Your security journey; more for less, post COVID-19. 

News and information from the Advent IM team.

Thank you to our Head of Client Development, Derek Willins.

As we endure societal lockdown in an effort to control the spread of COVID-19, thoughts turn to imagining what will change when it’s beaten. I suspect that business continuity, business resilience and risk management will be high on most agendas for a while, alongside the financial restrictions that will decide what gets done and when. Supply chains will be overhauled, as will working from home policies, and mobile equipment. Digitisation will increase, as will automation and complexity. Quite what all the ‘new normals’ will be in two or three years is too hard to call, but it will look different from today.

There is one certainty though. Online crime will continue to grow. Criminal activity has stepped up during the crisis with sophisticated health and virus-oriented phishing and ransomware campaigns; as well as heartless physical attacks on ambulances, and thefts of hospital oxygen cannisters. Our enemies are merciless and cruel. Unified and better-constructed security defences have to be part of the inevitable reviews which will happen. However, I suspect the usual objections to change will centre around finance (specifically ROI) and, how do we get more from less. This latter issue I want to address.
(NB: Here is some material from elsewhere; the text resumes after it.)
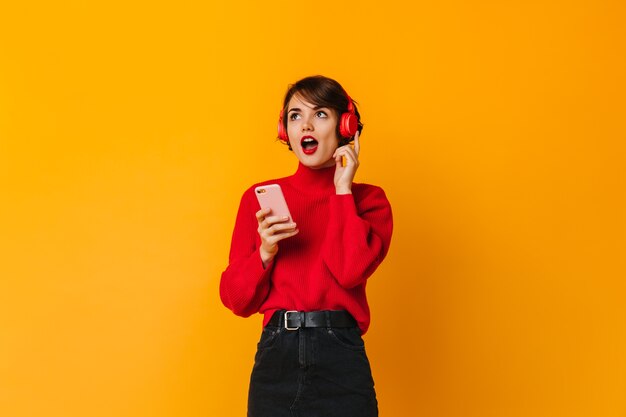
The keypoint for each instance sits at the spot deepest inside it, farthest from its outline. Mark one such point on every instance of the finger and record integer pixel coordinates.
(347, 151)
(281, 227)
(270, 220)
(278, 237)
Advent IM’s long held philosophy has always been, that holistic security (one-team, information, IT, physical) is more efficient and effective than unconnected silo’s, and that excellence can be achieved with modest budgets.  Underpinning this philosophy is that people and process are the master, and technology is the servant. All too often in the search for quick solutions, the lure of expensive technical security solutions (without good people and process around it), has usually failed to deliver on expectations. A more balanced approach of people and process with technical support is the strategy which brings affordable effectiveness. It was a pleasure therefore, to discover some data which supports Advent IM’s philosophy.

A few months ago, a new report* was published, which caught my eye.  It’s a document providing us with a view of the current state of Information Security including current risks and trends, organization structures, and budgets.
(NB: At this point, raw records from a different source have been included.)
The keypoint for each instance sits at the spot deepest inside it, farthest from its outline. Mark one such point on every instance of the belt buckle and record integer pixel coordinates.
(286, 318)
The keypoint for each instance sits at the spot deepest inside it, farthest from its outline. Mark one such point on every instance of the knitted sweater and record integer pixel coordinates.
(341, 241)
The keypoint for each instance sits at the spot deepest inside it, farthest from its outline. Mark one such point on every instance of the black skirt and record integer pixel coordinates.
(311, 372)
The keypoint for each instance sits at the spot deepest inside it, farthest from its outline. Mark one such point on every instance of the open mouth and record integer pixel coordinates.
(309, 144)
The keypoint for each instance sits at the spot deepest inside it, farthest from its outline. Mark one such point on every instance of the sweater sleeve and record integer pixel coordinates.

There is an analysis of the respondent’s security budgets (as a % of their IT spend) and their security maturity status (based on 0-4: 4 being optimal). Each respondent is then put into 4 quadrants. The two axes are, the (group average) budget, versus the (group average) security maturity.
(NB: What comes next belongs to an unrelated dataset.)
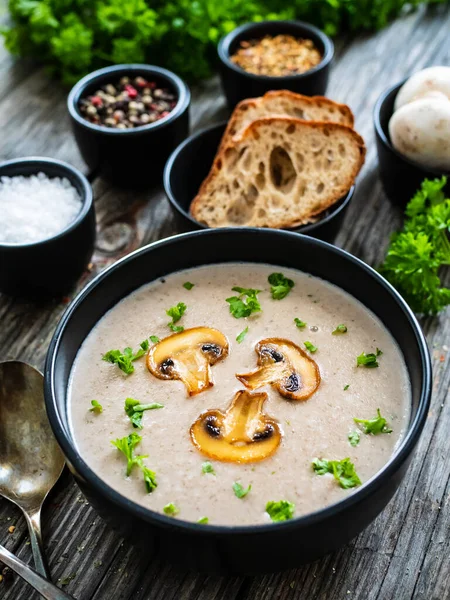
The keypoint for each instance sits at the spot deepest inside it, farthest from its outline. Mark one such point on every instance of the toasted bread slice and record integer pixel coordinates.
(283, 103)
(280, 173)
Advent im security spend vs maturity

Conclusions from the report;

  1. There is absolutely no correlation between security spend and security maturity.
  2. There are high security spenders, but with a low security rating (B), and some low-spenders with a high security-mature (A).
  3. The A group with strong maturity and low expenditure, are spread across different industries, and represent about 11% of organisations in the sample.

At face value then, the report tells us that security maturity (excellence, resilience) can be achieved, without massively high investment (less than 7.2% of IT budget). Clearly these organisations have something to teach everyone. Sadly, the analysis stops short of identifying their common attributes.  However, there are some inferences that can be made.

The security maturity measure starts at 0 (Non-existent) to 4 (Optimised. i.e. business enabler). On average the sample scored 2.06. This puts them in the ‘Defined’ level which means they have defined security formal process, roles and responsibilities and its all communicated. So far so good.

The next level up (3) is where the A group are getting close to. This means they measure and test that process is working effectively, KPIs are set, some automation is used, and regular reviews and audits are conducted. In short, the A group ensure their way of working is effective and adjust as they go – and all done at below the average expenditure of 7.2% of the IT budget. In our experience, only people and process supported by the right technology, make this happen.

Our experience tells us that most organisational leaders are satisfied that their security operation is currently fit for their purpose. It’s also true that the same people want security to be a bigger part of their business culture, but rarely have a plan to make this happen.  However, the evidence is clear that more can be achieved with reduced expenditure, and that all organisations, however confident, should be constantly reviewing and testing what they do. Partly because threats are constantly changing, and partly because great security is an enabler of innovation and productivity.

The financial circumstances post COVID-19 will demand that operational improvements are made. More cloud, more automation, more devices, more data, more risk. Security by design and default, means that planning for a more affordable and more effective security function in a post COVID-19 world starts now.


*Source; Capgemini Information Security Benchmark 2019. Based on 105 companies in EU across 4 large Private channels (Utilities, Finance, Consumer, Manufacturing). CISO’s and CIO’s views.